What is the procedure of Data Science Interview Prep?

Hi Fans.

I’m preparing for data science interviews and need advice. What technical questions are commonly asked? How should I handle case studies? What about behavioral questions—any tips? Are there industry-specific trends or questions I should know? Any general preparation tips or resources?

Thanks for any advice…

To prepare for a data science interview, research the company and its competitors, review the job requirements, and practice common questions. Understand different interview formats like phone, video, and in-person. Focus on technical skills like coding, statistics, and machine learning, and be ready to discuss data visualization and problem-solving techniques.

1 Like

It’s not that horrible, really. Contained end-to-end machine learning analysis can be nearly enjoyable; kaggles isn’t that complicated. Only 5% of data science is actually data science, so it’s critical to get it right. The majority of data science (DS) is actually data engineering, API development, containerization, service management, etc. For me, handling lambdas on my own for AWS has been a headache. Not because DE is incredibly hard by magic, but rather because I’m not very good at it and I need to practice.

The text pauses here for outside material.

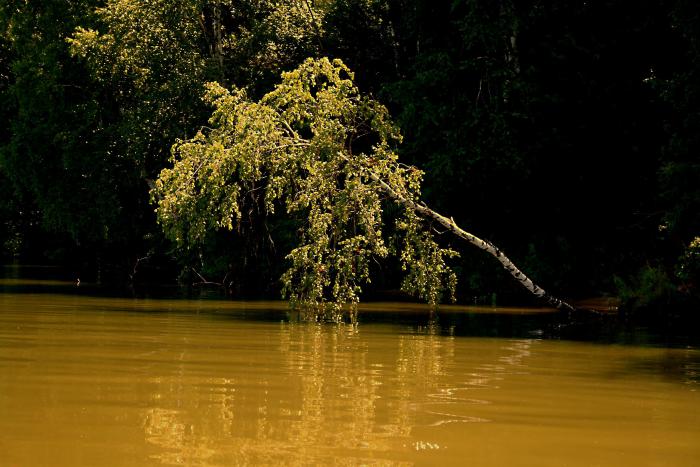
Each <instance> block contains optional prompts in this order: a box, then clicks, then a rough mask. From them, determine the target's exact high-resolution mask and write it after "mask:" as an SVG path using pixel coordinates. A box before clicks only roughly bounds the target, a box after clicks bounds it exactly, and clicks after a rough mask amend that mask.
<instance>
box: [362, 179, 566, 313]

Regarding comprehension of business cases and communication, they are only human abilities that are typically pre-installed. It is remedial, but it does happen if you need to pick it up.

Unfortunately, you are only covering roughly 25% of the necessary surface area.

Focus on statistics, machine learning, data munging, SQL, coding, and data visualization. Practice problem-solving, communication, and teamwork skills. Stay updated on industry trends and build a strong portfolio.